The Goldilocks Rule states that humans experience peak motivation when working on tasks that are right on the edge of their current abilities, not too hard, not too easy, just right. Martin’s comedy career is an excellent example of the Goldilocks Rule in practice. Each year, he expanded his comedy routine, but only by a minute or two. He was always adding new material, but he also kept a few jokes that were guaranteed to get laughs. There are just enough victories to keep him motivated and just enough mistakes to keep him working hard.

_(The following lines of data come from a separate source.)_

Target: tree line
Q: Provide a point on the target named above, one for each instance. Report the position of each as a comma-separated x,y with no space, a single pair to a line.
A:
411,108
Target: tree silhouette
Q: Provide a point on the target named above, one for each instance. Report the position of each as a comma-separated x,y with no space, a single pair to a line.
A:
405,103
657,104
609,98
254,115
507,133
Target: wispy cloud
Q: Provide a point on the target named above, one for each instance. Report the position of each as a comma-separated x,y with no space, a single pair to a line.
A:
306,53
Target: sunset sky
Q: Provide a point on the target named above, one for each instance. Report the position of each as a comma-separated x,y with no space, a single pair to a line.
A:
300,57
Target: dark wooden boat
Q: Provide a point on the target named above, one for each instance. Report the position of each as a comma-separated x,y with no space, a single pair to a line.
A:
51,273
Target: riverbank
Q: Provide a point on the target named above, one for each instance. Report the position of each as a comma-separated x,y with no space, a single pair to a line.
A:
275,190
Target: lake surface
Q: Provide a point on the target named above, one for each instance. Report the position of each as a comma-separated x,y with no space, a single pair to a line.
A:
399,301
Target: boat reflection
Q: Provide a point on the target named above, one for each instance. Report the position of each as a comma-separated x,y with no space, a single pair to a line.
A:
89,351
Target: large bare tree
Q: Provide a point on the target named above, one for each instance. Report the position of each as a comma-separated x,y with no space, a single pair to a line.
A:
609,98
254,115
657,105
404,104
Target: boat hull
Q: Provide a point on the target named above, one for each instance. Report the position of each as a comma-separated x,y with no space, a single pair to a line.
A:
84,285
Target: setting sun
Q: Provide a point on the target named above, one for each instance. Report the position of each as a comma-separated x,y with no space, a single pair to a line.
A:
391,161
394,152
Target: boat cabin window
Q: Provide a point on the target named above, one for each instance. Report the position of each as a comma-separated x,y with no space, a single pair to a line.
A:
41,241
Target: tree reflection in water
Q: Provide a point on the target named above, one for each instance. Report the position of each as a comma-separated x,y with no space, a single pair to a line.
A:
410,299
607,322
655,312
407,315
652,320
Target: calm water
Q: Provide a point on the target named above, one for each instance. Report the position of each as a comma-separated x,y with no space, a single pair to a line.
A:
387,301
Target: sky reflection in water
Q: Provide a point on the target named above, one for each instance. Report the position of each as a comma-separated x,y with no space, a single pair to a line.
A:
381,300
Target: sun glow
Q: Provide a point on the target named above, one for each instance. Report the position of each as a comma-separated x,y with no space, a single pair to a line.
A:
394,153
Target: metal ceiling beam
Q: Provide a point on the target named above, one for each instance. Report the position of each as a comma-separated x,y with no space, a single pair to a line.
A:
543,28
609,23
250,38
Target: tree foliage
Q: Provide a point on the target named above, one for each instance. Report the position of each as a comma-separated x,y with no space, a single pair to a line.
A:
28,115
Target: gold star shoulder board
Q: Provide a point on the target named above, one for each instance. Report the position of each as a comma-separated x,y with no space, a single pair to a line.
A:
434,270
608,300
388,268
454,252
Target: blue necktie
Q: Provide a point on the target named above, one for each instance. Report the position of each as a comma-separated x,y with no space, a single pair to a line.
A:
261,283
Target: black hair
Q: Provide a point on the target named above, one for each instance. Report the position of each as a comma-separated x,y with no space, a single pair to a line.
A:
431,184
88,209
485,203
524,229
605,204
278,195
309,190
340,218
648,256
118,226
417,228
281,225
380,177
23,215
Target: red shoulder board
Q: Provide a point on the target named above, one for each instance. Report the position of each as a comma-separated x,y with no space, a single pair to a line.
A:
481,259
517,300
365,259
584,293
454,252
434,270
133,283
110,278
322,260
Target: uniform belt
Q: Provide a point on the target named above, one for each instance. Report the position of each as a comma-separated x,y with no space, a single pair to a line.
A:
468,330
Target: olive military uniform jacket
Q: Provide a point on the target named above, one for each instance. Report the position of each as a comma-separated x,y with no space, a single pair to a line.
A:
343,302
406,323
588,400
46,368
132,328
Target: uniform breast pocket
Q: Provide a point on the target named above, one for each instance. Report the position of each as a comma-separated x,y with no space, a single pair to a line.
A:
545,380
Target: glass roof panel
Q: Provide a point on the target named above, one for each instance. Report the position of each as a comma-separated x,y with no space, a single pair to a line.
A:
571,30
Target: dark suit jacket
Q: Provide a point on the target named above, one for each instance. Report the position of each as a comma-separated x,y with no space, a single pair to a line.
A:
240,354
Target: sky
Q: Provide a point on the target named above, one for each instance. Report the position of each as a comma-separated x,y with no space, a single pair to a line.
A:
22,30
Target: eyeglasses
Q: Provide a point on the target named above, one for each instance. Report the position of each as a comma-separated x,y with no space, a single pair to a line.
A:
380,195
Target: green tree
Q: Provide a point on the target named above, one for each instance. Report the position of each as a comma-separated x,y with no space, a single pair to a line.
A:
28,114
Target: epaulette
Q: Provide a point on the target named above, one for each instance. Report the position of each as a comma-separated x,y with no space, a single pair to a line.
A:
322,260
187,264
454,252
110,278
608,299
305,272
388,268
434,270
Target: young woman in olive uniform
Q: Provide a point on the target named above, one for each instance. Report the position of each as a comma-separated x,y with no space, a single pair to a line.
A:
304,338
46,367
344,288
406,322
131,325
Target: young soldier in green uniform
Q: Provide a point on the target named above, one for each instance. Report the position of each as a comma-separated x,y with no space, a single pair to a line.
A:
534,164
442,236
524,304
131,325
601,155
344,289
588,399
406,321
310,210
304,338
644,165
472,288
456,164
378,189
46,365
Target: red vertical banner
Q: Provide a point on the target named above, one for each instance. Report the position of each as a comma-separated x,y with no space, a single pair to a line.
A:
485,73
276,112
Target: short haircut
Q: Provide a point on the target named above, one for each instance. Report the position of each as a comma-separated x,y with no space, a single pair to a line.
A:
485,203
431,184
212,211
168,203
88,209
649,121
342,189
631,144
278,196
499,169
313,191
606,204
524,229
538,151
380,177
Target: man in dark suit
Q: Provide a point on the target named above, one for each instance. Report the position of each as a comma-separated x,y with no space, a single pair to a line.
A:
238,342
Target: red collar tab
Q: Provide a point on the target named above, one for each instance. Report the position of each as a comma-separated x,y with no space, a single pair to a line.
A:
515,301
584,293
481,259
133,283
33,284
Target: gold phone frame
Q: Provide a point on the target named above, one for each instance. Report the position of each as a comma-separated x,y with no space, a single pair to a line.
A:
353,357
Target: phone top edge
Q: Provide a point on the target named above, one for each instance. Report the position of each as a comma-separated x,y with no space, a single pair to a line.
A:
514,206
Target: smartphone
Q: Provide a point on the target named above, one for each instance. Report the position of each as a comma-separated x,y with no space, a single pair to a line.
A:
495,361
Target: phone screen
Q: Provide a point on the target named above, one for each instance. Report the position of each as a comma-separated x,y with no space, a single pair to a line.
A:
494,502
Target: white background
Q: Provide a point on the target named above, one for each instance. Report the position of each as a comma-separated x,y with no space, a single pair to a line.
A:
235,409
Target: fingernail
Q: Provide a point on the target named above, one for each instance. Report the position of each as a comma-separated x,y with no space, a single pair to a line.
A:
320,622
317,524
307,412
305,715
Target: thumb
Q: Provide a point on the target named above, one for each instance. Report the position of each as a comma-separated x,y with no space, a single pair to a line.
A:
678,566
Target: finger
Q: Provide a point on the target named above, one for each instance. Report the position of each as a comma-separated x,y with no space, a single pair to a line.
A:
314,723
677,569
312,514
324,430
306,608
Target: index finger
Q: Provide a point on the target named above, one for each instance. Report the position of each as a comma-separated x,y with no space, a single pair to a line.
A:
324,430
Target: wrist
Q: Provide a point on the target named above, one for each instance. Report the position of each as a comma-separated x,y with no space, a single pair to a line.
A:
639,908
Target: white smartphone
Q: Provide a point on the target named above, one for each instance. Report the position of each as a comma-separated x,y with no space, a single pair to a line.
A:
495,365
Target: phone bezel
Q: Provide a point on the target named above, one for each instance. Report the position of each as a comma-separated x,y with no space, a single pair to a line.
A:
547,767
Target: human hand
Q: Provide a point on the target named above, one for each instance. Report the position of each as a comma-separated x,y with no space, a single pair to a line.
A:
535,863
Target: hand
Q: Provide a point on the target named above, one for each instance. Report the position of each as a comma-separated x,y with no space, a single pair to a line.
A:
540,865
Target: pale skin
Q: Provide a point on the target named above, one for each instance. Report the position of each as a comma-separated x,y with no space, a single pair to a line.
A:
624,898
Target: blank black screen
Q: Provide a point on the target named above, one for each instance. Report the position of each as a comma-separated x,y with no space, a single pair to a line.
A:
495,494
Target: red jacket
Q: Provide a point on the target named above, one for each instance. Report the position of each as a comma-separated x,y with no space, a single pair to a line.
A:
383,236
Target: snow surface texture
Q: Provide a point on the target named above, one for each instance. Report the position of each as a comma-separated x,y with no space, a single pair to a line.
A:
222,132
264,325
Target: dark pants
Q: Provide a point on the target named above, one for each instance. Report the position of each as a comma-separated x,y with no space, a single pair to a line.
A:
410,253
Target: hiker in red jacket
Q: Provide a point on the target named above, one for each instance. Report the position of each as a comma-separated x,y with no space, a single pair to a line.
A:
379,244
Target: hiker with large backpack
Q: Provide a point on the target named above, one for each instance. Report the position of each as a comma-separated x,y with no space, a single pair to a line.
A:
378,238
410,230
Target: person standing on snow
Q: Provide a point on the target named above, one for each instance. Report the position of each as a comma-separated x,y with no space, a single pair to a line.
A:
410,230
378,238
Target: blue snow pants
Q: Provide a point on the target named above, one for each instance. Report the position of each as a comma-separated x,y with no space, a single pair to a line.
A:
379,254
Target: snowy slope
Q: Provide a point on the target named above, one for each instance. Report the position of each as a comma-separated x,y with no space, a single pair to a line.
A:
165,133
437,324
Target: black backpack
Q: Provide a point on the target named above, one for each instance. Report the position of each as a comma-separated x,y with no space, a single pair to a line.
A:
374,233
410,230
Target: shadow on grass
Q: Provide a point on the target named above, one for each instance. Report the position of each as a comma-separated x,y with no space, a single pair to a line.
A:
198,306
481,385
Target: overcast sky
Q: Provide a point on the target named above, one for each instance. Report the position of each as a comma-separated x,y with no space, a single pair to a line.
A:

When you’re starting a new habit. It’s important to keep the behaviour as easy as possible so you can stick with it, even when the conditions aren’t perfect. Once a habit has been established, however, it’s important to continue to advance in small ways. These little improvements and new challenges keep you engaged, and if you hit the Goldilocks zone just right, you can achieve a flow state (aka Gnosis or Ekstasis). A flow state is the experience of being “in the zone” and fully immersed in an activity.
Scientists have found that to achieve a state of flow, the task must be roughly 4% beyond your current ability. In reality, it’s not possible to quantify what makes an action 4% harder than the last, but the essence of the Goldilocks Rule remains.
Working on challenges of just manageable difficulty seems crucial for maintaining motivation. Improvement requires a delicate balance. You need to regularly search for challenges that push you to your edge while continuing to make enough progress to stay motivated. Behaviours need to remain novel for them to stay attractive and satisfying. Without variety, we get bored and boredom is perhaps the greatest villain on the quest for self-improvement.
I wish you success on your path to greatness!